The method of claim 8 wherein the step of firstly injecting comprises injecting the annular flow of combustible mixture into the combustion chamber from a circular location on the nozzle face, the circular location having a diameter approximately equal to that of the open end.
The method of claim 11 wherein the open end is spaced axially from the nozzle face by a shortest distance of between approximately one and two times the diameter of the circular location.
The method of claim 8 wherein the step of firstly injecting comprises injecting the annular flow of combustible mixture at a pressure in the combustion chamber of at least two bar above atmospheric pressure such that the spray stream is sonic or supersonic.
The method of claim 13 wherein the oxide ceramic comprises predominently aluminum oxide.
The method of claim 14 wherein the oxide ceramic consists of high purity aluminum oxide.
The method of claim 15 wherein the aluminum oxide is in the form of powder particles having a size between about one and 30 microns.

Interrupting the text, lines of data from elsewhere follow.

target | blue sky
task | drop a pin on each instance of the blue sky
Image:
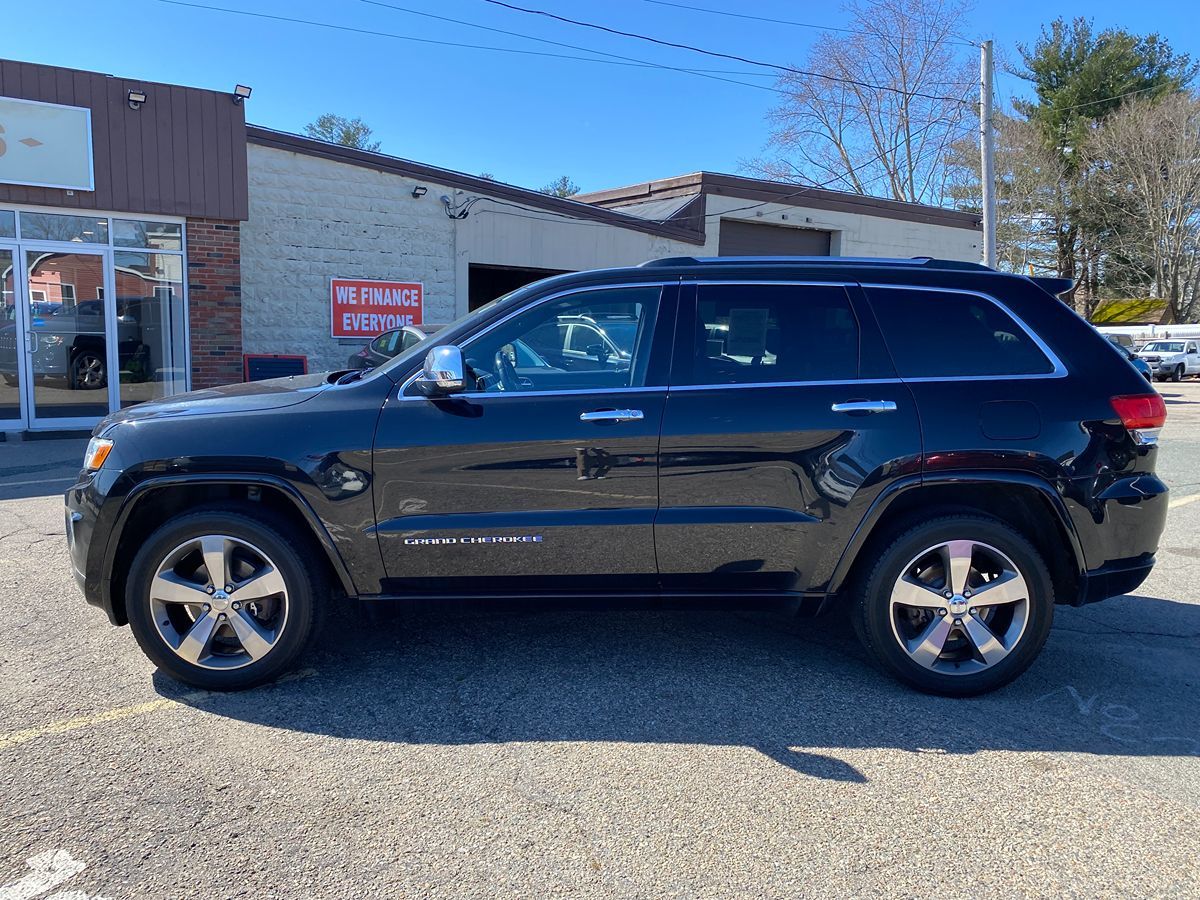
(525, 119)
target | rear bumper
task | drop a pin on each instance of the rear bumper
(1114, 580)
(1119, 528)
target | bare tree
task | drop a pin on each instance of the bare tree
(1027, 193)
(339, 130)
(562, 186)
(1146, 189)
(876, 112)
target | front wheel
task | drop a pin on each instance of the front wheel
(88, 371)
(957, 606)
(221, 600)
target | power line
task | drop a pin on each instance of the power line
(559, 43)
(783, 22)
(1105, 100)
(455, 45)
(786, 70)
(617, 60)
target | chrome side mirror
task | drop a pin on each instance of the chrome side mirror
(444, 372)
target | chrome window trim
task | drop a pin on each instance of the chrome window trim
(688, 388)
(708, 282)
(539, 301)
(1059, 369)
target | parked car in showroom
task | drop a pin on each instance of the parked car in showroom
(69, 343)
(1171, 360)
(387, 346)
(1137, 361)
(942, 450)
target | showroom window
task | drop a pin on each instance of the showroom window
(75, 257)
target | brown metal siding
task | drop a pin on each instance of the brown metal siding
(183, 153)
(749, 239)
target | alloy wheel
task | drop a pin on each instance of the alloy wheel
(219, 601)
(959, 607)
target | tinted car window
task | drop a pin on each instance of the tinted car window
(385, 343)
(531, 352)
(748, 334)
(935, 334)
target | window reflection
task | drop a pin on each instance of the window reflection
(150, 325)
(153, 235)
(10, 341)
(49, 227)
(66, 335)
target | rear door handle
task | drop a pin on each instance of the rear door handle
(612, 415)
(865, 406)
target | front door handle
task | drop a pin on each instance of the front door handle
(612, 415)
(865, 406)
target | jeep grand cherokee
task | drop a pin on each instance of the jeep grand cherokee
(945, 450)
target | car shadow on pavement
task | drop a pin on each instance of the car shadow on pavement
(1119, 678)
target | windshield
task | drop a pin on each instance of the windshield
(1164, 346)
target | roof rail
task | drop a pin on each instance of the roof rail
(930, 262)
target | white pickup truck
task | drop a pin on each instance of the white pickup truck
(1171, 359)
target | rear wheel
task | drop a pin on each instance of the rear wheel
(221, 600)
(957, 606)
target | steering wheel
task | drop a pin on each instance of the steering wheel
(507, 373)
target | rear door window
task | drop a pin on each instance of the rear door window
(951, 334)
(772, 334)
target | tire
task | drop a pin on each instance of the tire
(957, 658)
(275, 617)
(88, 371)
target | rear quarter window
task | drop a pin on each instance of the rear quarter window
(949, 334)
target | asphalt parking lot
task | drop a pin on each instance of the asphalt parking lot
(595, 754)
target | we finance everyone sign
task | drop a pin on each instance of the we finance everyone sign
(365, 309)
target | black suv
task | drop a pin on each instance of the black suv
(943, 449)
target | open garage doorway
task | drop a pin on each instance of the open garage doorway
(487, 282)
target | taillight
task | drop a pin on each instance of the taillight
(1141, 414)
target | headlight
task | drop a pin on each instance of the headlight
(97, 451)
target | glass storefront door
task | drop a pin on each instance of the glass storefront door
(69, 325)
(12, 337)
(93, 317)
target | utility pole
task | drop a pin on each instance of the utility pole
(987, 155)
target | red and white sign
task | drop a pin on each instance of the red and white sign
(365, 309)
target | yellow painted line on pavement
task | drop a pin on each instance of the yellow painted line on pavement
(115, 714)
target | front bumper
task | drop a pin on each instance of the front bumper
(88, 541)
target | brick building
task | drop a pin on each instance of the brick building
(150, 240)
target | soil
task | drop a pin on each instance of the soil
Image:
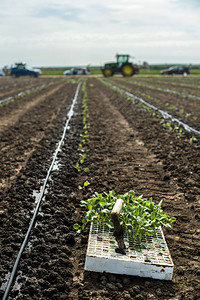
(128, 149)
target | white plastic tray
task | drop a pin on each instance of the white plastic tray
(153, 261)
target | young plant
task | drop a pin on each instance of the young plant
(138, 217)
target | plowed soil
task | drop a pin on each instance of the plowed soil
(128, 149)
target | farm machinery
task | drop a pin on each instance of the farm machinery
(122, 66)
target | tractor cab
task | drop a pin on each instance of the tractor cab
(122, 59)
(122, 65)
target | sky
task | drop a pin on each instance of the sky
(91, 32)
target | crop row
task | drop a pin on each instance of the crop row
(184, 112)
(183, 93)
(163, 117)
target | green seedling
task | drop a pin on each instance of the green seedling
(138, 217)
(85, 184)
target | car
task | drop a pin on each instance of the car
(178, 70)
(21, 69)
(76, 71)
(2, 73)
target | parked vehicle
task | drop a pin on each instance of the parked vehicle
(122, 65)
(179, 70)
(2, 73)
(77, 71)
(20, 69)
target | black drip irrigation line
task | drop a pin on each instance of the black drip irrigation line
(69, 115)
(194, 97)
(21, 93)
(164, 114)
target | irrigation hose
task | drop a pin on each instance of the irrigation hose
(69, 116)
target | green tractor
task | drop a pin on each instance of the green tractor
(122, 66)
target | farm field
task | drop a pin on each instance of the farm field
(129, 146)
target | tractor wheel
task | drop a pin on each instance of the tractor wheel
(127, 70)
(107, 72)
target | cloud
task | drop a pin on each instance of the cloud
(59, 32)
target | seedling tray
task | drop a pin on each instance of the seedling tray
(151, 258)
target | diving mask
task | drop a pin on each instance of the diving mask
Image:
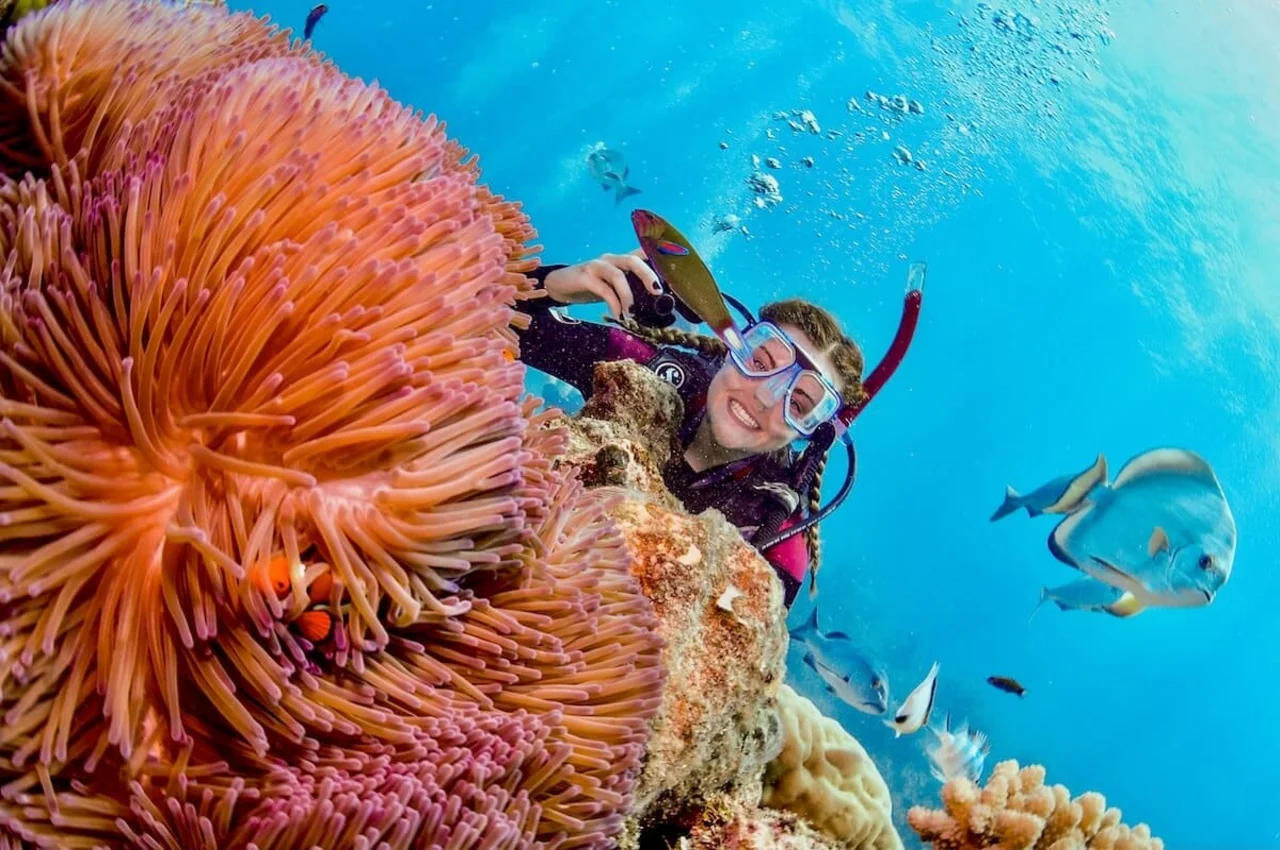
(787, 376)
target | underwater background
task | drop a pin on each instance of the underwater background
(1100, 214)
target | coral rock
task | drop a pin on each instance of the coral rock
(826, 776)
(626, 432)
(718, 726)
(1016, 810)
(728, 825)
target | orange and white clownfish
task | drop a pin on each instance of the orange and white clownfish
(278, 575)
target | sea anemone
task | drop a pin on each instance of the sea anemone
(284, 556)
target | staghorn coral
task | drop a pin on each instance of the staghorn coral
(1016, 810)
(256, 311)
(824, 776)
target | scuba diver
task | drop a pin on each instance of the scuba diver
(749, 393)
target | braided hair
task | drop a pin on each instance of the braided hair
(822, 328)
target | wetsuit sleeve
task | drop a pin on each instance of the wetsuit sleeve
(570, 348)
(790, 560)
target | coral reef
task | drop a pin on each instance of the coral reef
(1016, 810)
(717, 726)
(824, 776)
(286, 561)
(726, 823)
(728, 734)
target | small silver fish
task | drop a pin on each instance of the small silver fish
(1089, 594)
(915, 709)
(1060, 496)
(611, 170)
(846, 672)
(956, 753)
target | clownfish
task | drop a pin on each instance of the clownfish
(315, 624)
(275, 575)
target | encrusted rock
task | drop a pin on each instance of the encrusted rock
(718, 725)
(721, 613)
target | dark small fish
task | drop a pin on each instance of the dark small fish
(1005, 684)
(312, 19)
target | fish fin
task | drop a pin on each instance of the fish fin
(1125, 607)
(1157, 543)
(1111, 570)
(1061, 531)
(933, 694)
(315, 625)
(1013, 501)
(624, 192)
(1038, 604)
(1165, 460)
(1077, 492)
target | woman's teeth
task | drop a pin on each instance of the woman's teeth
(741, 415)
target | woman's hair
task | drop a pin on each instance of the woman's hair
(828, 339)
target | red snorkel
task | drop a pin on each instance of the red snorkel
(892, 359)
(827, 434)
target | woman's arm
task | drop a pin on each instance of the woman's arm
(570, 348)
(790, 560)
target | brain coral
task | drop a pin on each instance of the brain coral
(284, 561)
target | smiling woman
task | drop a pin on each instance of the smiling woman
(743, 412)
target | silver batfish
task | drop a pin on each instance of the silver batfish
(1162, 531)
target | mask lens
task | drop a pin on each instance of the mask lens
(812, 402)
(768, 352)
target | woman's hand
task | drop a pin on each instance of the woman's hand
(602, 279)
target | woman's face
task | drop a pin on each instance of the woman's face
(740, 420)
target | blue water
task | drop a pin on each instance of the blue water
(1100, 218)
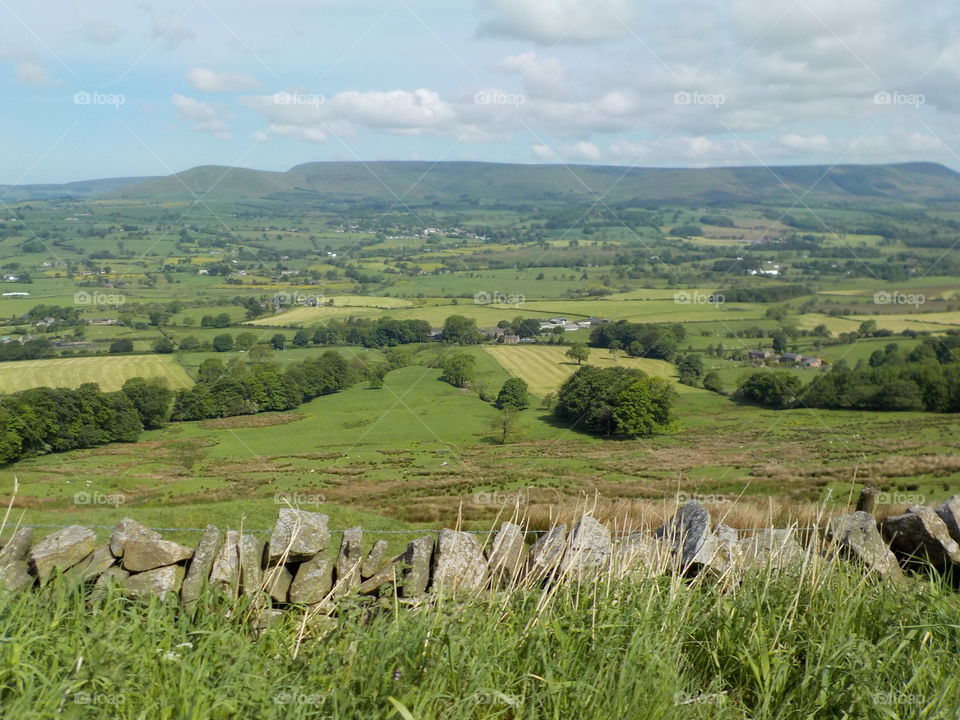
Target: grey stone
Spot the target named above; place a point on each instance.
(225, 573)
(921, 536)
(62, 549)
(640, 555)
(349, 561)
(508, 555)
(460, 566)
(546, 553)
(416, 560)
(92, 566)
(198, 571)
(159, 581)
(299, 535)
(147, 554)
(377, 560)
(250, 554)
(129, 529)
(774, 549)
(15, 575)
(17, 547)
(949, 512)
(688, 533)
(857, 538)
(313, 581)
(588, 552)
(277, 581)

An article comprising a metal substrate with an dense and tenacious oxide ceramic coating thereon, the coating being produced by the method of claim 8.
The article of claim 17 wherein the coating is characterized by a cross sectional structure of laminated lenticular grains.
The article of claim 18 wherein the oxide ceramic comprises predominently aluminum oxide.
The article of claim 19 wherein the oxide ceramic consists of high purity aluminum oxide.
The article of claim 20 wherein the aluminum oxide comprises at least 30% alpha phase.
The article of claim 21 wherein the coating is characterized by a dielectric breakdown strength of at least 25 volts/micron.
An article comprising a metal substrate with an dense and tenacious aluminum oxide coating thereon, the aluminum oxide comprising at least 25% alpha phase, and the coating being characterized by a cross sectional structure of laminated lenticular grains.
The article of claim 23 wherein the coating is further characterized by a dielectric breakdown strength of at least 25 volts/micron.